Cookie‑Controlled PHP Webshells Enable Stealthy Access to Compromised Linux Hosting Environments
What Happened — Microsoft Defender researchers disclosed a new tradecraft: PHP webshells that embed encrypted commands in HTTP cookies. The shells are dropped on shared‑Linux hosting servers and use the cookie as a covert control channel, evading many file‑integrity and network‑monitoring tools.
Why It Matters for TPRM —
- Hosting providers and any downstream SaaS platforms inherit the risk of a compromised web server.
- Persistent, cookie‑based webshells can be leveraged to harvest customer data, inject malicious code, or pivot to other third‑party services.
- Traditional detection rules often miss cookie‑only command traffic, increasing the chance of undetected exposure.
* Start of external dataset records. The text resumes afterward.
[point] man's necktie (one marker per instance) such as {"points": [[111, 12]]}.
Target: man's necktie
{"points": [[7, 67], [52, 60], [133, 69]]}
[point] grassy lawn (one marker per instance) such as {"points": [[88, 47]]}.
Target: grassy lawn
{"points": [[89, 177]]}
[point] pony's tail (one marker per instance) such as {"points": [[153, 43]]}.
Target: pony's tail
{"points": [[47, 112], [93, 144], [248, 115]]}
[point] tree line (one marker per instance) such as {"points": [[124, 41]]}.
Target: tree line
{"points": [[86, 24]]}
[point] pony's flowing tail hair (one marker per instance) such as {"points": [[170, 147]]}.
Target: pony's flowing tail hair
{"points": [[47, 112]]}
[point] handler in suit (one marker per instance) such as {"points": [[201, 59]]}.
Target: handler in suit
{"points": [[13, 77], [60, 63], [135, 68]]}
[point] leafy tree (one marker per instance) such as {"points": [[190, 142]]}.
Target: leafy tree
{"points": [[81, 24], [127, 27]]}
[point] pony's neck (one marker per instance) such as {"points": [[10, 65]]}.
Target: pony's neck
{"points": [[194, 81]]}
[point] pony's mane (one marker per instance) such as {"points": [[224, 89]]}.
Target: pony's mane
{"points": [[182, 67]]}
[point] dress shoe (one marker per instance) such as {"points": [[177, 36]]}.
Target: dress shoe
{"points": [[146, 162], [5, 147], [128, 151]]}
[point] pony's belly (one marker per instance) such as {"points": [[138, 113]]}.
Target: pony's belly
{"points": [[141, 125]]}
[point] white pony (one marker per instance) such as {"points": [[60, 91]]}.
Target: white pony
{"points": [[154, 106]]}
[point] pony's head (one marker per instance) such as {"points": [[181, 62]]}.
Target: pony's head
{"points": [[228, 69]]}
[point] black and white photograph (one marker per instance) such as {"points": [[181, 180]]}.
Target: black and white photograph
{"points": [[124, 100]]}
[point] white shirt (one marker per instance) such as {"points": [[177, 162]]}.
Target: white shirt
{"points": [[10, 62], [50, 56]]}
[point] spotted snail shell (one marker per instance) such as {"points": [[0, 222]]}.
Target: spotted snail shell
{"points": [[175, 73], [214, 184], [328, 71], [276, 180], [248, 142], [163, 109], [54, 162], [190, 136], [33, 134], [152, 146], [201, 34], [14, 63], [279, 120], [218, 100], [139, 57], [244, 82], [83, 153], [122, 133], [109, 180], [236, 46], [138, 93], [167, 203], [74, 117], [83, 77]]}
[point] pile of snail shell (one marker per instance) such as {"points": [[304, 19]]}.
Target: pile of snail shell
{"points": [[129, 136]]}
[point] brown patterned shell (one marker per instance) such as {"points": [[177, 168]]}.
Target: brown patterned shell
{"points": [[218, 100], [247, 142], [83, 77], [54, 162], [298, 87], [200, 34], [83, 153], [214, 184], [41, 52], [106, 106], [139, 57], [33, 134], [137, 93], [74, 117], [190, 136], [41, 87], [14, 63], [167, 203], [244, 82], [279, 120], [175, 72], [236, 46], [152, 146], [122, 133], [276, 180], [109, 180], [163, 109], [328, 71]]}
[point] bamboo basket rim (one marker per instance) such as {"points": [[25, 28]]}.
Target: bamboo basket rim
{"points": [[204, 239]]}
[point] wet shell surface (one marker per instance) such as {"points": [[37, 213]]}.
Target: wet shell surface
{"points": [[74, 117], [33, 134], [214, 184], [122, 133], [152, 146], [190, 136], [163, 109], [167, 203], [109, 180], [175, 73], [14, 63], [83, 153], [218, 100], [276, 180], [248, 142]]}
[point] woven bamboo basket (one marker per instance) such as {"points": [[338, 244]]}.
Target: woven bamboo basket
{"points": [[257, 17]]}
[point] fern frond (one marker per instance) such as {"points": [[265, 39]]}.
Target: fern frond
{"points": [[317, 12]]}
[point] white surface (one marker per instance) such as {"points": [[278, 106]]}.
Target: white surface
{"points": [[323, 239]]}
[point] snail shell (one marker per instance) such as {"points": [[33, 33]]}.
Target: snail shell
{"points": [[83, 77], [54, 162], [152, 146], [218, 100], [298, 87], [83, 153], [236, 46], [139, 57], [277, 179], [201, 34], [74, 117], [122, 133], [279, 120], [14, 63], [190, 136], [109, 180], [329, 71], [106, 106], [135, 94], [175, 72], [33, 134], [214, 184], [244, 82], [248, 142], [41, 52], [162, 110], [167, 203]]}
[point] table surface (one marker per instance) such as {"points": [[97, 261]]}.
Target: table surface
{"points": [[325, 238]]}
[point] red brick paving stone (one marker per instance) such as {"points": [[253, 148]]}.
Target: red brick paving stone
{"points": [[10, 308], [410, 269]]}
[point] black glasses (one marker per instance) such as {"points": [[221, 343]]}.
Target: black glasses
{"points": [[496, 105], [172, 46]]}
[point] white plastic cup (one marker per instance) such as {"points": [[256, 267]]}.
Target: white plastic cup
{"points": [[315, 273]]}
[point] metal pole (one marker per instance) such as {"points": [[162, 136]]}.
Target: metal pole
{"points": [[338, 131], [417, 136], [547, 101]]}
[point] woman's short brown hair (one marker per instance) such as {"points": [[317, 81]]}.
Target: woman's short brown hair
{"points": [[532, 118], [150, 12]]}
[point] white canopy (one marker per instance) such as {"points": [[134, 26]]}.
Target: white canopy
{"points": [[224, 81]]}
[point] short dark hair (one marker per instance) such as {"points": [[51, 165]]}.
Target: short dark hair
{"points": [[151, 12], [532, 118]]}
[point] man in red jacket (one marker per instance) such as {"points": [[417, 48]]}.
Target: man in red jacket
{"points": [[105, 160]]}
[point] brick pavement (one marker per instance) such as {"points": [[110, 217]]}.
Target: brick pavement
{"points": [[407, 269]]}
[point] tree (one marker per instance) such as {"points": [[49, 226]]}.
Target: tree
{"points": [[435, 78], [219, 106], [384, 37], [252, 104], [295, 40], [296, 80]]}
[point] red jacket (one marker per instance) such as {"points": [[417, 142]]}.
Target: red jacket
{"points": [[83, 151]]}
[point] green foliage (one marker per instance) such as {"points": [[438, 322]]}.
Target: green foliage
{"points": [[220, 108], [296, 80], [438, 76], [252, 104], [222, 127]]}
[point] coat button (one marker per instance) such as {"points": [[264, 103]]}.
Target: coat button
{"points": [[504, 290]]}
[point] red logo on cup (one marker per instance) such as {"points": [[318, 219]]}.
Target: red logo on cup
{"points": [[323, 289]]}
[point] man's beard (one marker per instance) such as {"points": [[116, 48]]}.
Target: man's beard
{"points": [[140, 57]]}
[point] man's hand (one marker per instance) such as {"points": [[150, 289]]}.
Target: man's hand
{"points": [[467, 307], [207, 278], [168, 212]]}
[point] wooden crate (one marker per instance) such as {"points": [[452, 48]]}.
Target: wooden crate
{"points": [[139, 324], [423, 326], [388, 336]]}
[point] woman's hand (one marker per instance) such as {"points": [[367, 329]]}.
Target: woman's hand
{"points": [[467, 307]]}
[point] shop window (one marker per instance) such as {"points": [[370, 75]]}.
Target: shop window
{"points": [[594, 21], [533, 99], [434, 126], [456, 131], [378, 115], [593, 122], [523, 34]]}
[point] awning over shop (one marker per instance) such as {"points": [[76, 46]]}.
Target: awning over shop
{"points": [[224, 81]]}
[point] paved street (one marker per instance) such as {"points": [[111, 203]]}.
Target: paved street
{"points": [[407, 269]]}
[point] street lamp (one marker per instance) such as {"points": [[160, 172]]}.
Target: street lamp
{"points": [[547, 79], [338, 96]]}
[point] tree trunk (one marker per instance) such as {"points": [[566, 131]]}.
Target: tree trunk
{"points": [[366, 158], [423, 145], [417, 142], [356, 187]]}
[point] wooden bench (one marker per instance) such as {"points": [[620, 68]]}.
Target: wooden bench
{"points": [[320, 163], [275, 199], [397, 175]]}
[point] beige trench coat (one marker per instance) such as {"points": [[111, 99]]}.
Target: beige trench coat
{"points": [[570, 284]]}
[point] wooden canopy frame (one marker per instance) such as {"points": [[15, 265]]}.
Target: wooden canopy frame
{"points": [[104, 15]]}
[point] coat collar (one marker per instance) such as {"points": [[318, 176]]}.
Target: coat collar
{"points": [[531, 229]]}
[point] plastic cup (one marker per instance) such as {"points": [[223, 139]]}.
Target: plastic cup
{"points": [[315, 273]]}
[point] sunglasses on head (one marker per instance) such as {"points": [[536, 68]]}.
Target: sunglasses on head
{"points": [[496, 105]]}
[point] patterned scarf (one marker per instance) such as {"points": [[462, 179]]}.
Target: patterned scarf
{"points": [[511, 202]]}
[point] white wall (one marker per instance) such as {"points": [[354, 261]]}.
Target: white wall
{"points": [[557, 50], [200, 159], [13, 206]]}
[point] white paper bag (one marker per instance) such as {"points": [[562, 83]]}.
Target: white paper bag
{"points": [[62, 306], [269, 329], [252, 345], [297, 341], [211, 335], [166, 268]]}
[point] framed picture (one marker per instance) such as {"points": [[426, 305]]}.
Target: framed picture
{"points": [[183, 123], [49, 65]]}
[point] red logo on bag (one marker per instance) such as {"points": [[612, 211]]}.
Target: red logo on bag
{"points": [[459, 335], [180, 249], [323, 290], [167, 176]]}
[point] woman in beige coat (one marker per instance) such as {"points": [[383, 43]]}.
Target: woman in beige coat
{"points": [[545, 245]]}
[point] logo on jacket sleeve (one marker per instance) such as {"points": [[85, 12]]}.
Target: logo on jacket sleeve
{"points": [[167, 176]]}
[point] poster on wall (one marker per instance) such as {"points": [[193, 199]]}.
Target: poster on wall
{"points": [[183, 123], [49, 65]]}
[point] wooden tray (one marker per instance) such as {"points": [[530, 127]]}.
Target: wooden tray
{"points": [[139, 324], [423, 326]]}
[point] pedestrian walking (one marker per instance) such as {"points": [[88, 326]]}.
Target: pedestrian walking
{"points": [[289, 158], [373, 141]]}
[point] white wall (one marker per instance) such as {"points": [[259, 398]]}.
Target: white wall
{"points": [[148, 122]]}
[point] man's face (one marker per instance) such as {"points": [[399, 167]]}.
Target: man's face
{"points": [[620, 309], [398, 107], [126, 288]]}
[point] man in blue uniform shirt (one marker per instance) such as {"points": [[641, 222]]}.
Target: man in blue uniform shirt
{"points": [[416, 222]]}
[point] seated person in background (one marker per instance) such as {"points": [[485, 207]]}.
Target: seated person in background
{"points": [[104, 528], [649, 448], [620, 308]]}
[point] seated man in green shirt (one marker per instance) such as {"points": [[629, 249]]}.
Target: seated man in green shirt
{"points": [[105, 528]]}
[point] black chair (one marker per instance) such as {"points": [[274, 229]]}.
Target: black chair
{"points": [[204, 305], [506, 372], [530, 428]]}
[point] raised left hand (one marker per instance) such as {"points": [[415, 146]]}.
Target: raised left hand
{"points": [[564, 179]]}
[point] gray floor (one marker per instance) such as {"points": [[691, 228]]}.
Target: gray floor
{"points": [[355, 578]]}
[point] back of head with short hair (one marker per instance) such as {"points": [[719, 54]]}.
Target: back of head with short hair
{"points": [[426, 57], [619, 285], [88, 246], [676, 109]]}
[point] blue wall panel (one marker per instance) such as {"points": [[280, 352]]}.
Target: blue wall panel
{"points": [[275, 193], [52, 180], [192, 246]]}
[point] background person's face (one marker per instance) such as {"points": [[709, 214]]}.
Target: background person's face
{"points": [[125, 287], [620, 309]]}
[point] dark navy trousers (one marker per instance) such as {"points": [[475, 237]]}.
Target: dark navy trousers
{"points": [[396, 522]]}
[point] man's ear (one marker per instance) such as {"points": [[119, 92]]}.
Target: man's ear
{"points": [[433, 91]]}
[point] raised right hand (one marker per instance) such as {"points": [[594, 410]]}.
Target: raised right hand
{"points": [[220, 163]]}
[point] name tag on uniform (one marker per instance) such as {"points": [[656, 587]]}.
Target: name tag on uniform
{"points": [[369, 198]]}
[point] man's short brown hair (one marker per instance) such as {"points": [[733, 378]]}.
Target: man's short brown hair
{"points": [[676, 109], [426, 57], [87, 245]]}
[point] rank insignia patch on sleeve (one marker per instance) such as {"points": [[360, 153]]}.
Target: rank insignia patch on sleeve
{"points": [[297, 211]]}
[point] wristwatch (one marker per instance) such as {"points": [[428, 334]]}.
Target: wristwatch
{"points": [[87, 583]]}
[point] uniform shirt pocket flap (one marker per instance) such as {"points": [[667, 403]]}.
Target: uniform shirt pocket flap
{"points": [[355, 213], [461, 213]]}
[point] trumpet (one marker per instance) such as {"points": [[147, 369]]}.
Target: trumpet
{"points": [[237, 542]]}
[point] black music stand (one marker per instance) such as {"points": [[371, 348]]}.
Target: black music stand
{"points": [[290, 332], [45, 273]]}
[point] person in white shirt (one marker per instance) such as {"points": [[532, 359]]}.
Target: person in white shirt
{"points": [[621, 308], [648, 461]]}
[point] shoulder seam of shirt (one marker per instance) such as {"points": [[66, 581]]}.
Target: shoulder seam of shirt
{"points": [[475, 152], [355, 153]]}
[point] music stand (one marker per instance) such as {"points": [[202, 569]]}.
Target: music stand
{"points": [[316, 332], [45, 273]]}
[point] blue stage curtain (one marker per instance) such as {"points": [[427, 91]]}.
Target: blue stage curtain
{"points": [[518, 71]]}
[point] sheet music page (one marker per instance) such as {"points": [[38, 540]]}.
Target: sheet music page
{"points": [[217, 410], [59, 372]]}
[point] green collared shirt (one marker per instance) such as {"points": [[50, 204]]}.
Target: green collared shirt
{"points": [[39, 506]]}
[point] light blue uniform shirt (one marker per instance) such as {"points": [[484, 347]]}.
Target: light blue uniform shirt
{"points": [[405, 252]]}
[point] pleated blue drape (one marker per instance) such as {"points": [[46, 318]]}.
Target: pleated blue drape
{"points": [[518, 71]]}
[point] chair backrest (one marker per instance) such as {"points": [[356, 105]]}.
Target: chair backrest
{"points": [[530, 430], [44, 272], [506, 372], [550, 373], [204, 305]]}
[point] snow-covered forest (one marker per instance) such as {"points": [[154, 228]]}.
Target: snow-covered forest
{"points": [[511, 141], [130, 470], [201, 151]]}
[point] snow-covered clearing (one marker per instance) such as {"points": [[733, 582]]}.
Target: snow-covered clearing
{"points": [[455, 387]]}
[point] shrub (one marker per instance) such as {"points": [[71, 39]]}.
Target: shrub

Who Is Affected — Cloud hosting / managed‑service providers (shared Linux hosting, VPS), enterprises that run web‑applications on third‑party infrastructure (e‑commerce, SaaS, media sites), and ultimately the end‑users whose data resides on those servers.
Recommended Actions —
- Review vendor contracts for mandatory web‑application firewalls, file‑upload sanitization, and continuous integrity monitoring.
- Require evidence that the vendor monitors for anomalous cookie usage and can detect hidden PHP webshells.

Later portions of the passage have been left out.